If you work in a software development organization, you probably deal with various software development applications. These include core applications like source control, bug tracking, and continuous integration. In a small organization (less than 500 engineers), scalability is not typically a concern. Most applications in this area perform quite well when the number of users or the amount of concurrent activity remains small. This article is for the other end of the organizational spectrum, the ones who experience the challenges of using SDLC applications which were not designed to meet the needs of a large organization.
The term “commodity hardware” is nearly synonymous with horizontal scalability. When the hardware is inexpensive and seldom fault tolerant, you need to design your software to provide fault tolerance. It needs to be capable of distributing the workload across multiple systems and expanding to include more servers as usage demands. The idea of “commodity software” is similar: if the application is not designed to scale horizontally with increased load, you must distribute the projects and users across multiple instances.
Organizations commonly make the mistake of trying to deploy single monolithic application instances and scale them vertically to support the entire company. Unfortunately most applications are not designed for large scale deployments, so performance begins to degrade as the amount of concurrent activity increases. This is usually a result of application design limitations, and no amount of optimization or tuning is going to change that.
Of course these problems rarely present themselves during initial deployment because the application data is relatively small and the activity on the system is low. If performance degradation is gradual, it may be possible to project the resource usage forward to anticipate future requirements, but sometimes the degradation is severe or exponential. The best way to mitigate the risk of performance problems in the future is to decompose the application into smaller instances. But how do you know when an application needs to be decomposed for horizontal scaling? The answer is easy: always. Assume that an application can’t scale and you won’t be disappointed.
Here are some common factors that lead to scalability problems:
- Storing application data on the filesystem
- Loading large amounts of data in memory to render in the user interface
- Executing poorly tuned, highly relational database queries
In order to decompose the application, you must determine if it is possible to decompose its usage. This requires an understanding of how users, projects, and teams are structured within your organization. The diagram below shows the comparison between team-based organization in a single application instance compared to an alternative deployment with breaks the application into three instances.
There are several things to consider when breaking up an application:
- Logical grouping of projects and teams
- Reporting and communication across instances
- Licensing and operational costs
Projects and Teams
The first challenge to decomposing any application is deciding how to distribute the projects, teams, and users. There is no magic formula. You must understand how users interact with the application and then model your environment accordingly. For software development organizations, it makes sense to decompose your application instances around software and organizational structures. Try to allocate teams along technology, organization, or product boundaries.

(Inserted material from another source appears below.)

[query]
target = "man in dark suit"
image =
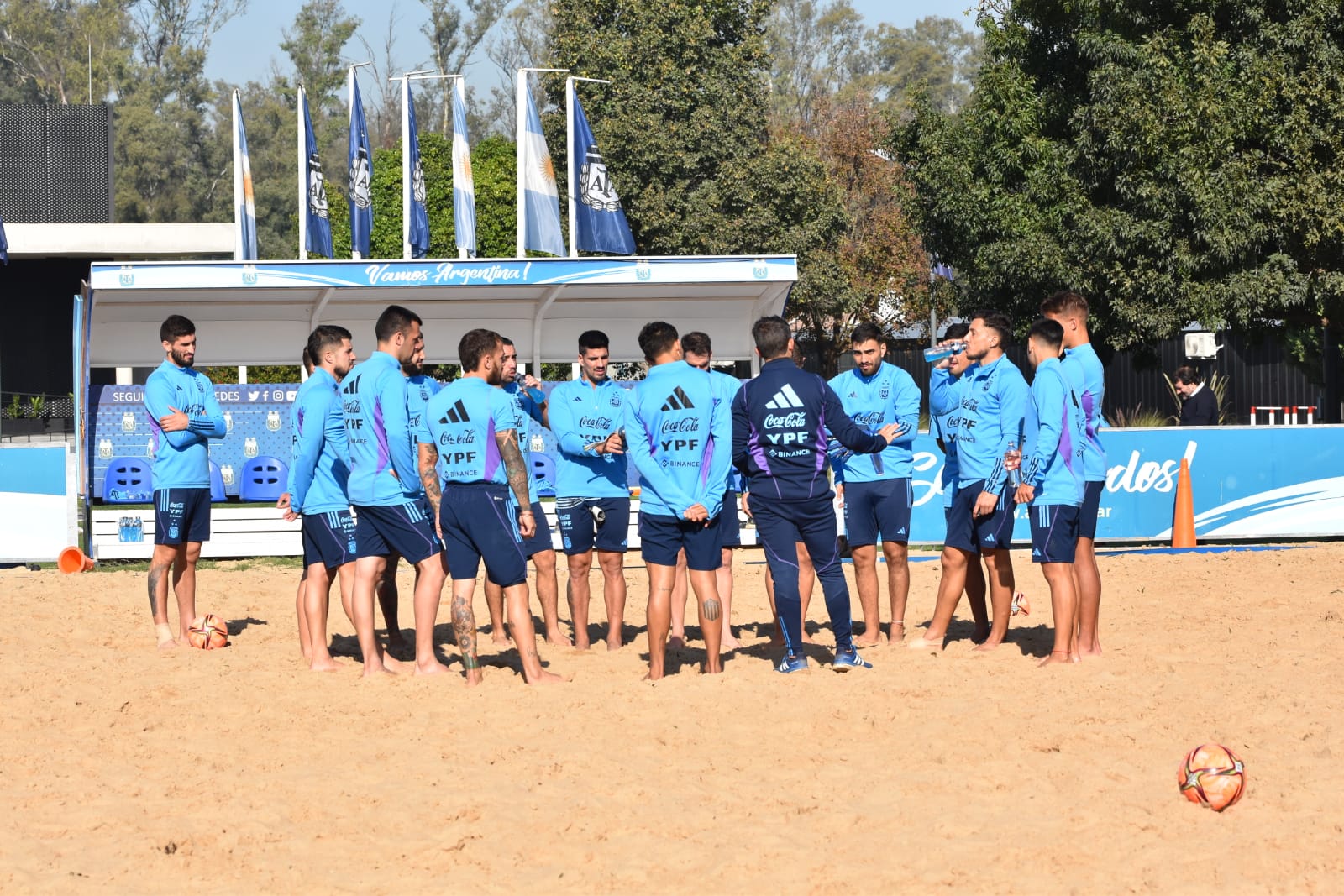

In order to ensure consistency across instances, you may need to develop internal tools which can be used to deploy new application instances and create new teams, projects, and users within each instance. By using abstractions to model the administrative activities across application instances, you can establish an infrastructure which can manage an arbitrary number of application instances or application types.
Examples of this internal tooling include:
- Containerization (Kubernetes)
- Configuration Management (Ansible, Puppet, Chef)
- Administrative tools for invoking application REST APIs
With these tools in place, it should be possible to deploy a new application instance in minutes. Once the instance is running, the internally developed administration tools can be used to configure the application. As usage increases, it may be necessary to create a self-service user interface to allow users to create new teams and projects on their own.
Cross-application Reporting and Communication
When multiple instances of an application exist, it becomes more difficult to manage integration or communication across instances. It also becomes more difficult to provide transparency across multiple instances. In my previous article, “Transparent Software Development” I describe the use of Kafka as a message bus to expose information and events about each application in the SDLC environment. This same principal applies when deploying multiple instances of an application. The use of event messages makes it easier to collect data and metrics, trigger events, or integrate with other applications.
Licensing and Operational Cost
The software development process is typically composed of some combination of commercial and open source software. Each commercial product will have unique licencing terms that determine licensing and support costs for the purchase and ongoing use of the software. Licensing terms may be based on the number of users, number of instances of the software, or the operational environment where it runs (i.e. number of CPUs, amount of RAM, etc). When scaling an application, it is critical to consider the licensing and operational costs of the software to ensure that the most cost effective architectural and operational decisions can be made.
Although open source software may not have a licensing cost associated with it, there could be a higher operational cost due to a lack of paid support or quality documentation. Depending on the software project, your operational staff may need to invest more time becoming experts in the software or investigating problems. The same is also true for custom tools and software developed internally.
In addition to the application licensing, there may be licensing costs associated with the operating systems or hardware as well. Management and administration of the hosting environment caries a cost as well, so ensure that you choose an environment that you have the knowledge and ability to efficiently manage at scale.
Deploying multiple application instances can be an effective way to ensure that performance does not degrade as application usage increases, even for applications that were never designed to operate at an enterprise scale. In order to be successful, it is important to make thoughtful decisions about the infrastructure and internal tooling that is used to manage the application instances. By keeping your applications small and lean, you will be better able to predict application performance and ensure that the application can continue to scale well into the future.